If your file is too large, run it through Compress PDF to shrink it before translating.

2. The PDF Is Password-Protected

Google Translate may fail or skip content when a PDF is locked. Use Unlock PDF first, then translate your clean copy.

3. The Translation Looks Scrambled in Tables or Columns

This usually happens on multi-column layouts and complex tables. A fast fix is to convert the PDF to an editable format first, adjust spacing, then translate and export back to PDF.

4. Your Scanned PDF Translates Into Nonsense

That’s almost always missing OCR. Google Translate won’t translate scanned image text in PDFs. Use an OCR step first, then translate.

5. Right-To-Left Languages Look Off

Right-to-left scripts like Arabic and Hebrew may need extra spacing and alignment checks after translation. Always review headings, lists, and table labels before sharing.

When Smallpdf Makes More Sense Than Google Translate

Google Translate is fine for quick reads. Smallpdf is the better fit when the translated file must look like a real document.

You’ll usually prefer Smallpdf when you’re translating:

  • Contracts, policies, and compliance PDFs where layout matters
  • Reports and proposals with tables, headings, and branded formatting
  • Scans and photographed pages that need OCR before translation
  • Multi-file work where you want one workflow for prep, translate, and export

Privacy and Security When Translating PDFs

If your document includes client info, legal text, or financial details, don’t treat translation like a casual copy-paste job. Check how the service handles uploads and deletion.

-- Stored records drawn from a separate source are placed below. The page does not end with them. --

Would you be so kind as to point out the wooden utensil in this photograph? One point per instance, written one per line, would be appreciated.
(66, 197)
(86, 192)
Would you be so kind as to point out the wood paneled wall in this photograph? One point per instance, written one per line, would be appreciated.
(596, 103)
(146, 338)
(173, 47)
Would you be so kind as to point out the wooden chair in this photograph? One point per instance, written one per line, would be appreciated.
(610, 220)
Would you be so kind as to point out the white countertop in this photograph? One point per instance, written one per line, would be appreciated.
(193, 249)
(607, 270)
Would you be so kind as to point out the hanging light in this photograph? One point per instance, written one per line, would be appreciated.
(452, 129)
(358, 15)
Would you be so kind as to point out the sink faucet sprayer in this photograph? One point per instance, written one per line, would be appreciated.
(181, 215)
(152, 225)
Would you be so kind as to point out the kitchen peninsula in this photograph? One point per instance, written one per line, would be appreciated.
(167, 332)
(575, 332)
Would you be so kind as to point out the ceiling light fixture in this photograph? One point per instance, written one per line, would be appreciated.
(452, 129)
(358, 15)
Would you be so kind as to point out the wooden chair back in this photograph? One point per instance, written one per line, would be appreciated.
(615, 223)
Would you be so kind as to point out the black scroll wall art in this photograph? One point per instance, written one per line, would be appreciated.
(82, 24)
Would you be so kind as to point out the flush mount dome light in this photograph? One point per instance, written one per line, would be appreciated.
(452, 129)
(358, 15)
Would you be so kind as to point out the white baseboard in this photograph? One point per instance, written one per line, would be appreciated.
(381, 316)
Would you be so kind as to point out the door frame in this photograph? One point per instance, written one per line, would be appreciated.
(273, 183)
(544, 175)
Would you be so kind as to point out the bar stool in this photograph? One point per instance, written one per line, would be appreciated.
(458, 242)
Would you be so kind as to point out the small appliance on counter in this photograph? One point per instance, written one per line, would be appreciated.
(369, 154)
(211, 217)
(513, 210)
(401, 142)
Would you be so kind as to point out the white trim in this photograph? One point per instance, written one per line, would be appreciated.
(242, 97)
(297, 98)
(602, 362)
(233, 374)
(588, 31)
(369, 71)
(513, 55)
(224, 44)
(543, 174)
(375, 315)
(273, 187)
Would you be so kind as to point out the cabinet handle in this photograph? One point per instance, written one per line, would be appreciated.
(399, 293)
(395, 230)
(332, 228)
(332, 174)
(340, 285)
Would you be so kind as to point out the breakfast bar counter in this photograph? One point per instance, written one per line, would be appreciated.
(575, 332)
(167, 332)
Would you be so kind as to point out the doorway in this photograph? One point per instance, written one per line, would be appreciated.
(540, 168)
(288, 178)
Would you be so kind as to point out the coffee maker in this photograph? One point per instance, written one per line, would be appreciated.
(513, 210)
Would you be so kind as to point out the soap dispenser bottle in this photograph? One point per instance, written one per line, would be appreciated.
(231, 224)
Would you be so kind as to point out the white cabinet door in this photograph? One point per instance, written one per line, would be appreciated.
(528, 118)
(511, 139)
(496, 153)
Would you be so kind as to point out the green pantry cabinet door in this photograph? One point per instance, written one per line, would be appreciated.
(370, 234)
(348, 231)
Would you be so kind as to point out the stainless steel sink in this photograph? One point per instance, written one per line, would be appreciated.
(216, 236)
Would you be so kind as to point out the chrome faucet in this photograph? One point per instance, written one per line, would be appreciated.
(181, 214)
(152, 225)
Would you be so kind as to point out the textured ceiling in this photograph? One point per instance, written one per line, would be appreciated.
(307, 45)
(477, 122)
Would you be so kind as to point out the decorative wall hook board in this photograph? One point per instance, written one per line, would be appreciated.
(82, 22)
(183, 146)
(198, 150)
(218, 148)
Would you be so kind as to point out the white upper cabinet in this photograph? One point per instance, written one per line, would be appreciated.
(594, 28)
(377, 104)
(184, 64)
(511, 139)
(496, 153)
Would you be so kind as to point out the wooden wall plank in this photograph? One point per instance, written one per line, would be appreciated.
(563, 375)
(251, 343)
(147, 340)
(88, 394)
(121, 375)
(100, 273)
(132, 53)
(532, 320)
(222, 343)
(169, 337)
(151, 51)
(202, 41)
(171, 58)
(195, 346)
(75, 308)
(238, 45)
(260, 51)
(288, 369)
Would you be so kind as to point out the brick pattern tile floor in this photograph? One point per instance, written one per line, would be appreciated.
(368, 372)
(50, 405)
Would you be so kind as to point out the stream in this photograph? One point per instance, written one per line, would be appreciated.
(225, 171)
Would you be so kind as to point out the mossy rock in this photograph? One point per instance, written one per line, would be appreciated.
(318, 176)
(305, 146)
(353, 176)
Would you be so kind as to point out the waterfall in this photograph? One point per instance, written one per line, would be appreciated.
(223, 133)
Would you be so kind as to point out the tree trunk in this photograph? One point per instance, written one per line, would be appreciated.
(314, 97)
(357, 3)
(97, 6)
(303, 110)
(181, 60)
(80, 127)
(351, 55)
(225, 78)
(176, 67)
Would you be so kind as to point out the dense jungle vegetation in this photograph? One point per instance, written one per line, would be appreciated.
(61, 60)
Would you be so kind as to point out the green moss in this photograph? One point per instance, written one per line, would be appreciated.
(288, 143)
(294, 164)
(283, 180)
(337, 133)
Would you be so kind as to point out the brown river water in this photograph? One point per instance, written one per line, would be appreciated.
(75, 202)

With Smallpdf, we secure file transfers with advanced TLS encryption, follow GDPR, and maintain ISO/IEC 27001 certification. Files are also removed automatically after an hour of processing for most tasks.

Translate Your PDF and Download a Usable Copy

If your goal is a translated PDF you can download, share, and trust for real work, start with Smallpdf Translate PDF.

Upload from your device or cloud storage, choose a summary or full translation, then download a clean output you can actually use.

Frequently Asked Questions

Can Google Translate translate a PDF and download it?

Yes. Google Translate supports PDFs up to 10 MB, and you can download the translation. PDFs must be 300 pages or fewer.

Why does Google Translate mess up my PDF formatting?

PDFs are layout-heavy. Columns, tables, and custom fonts don’t always translate cleanly, so the output can reflow or shift spacing. This is common on complex documents.

Can Google Translate translate scanned PDFs?

Not fully. Text inside scanned PDF pages can appear in the output, but it isn’t translated.

How do I translate a scanned PDF with Smallpdf?

Use an OCR-supported workflow first, then translate. Smallpdf provides OCR-based options to turn scans into readable text before translation, and some limits may apply depending on your plan and file.

What should I do if my PDF is too large to translate?

For Google Translate, you’ll need to stay under 10 MB and 300 pages. On the Smallpdf side, compress first with Compress PDF, or split the file into sections, then translate in parts.

Is it safe to translate confidential PDFs online?

It depends on the service. With Smallpdf, file transfers use advanced TLS encryption, we’re GDPR compliant, and ISO/IEC 27001 certified. Together, you can rest assured your documents stay private and safe.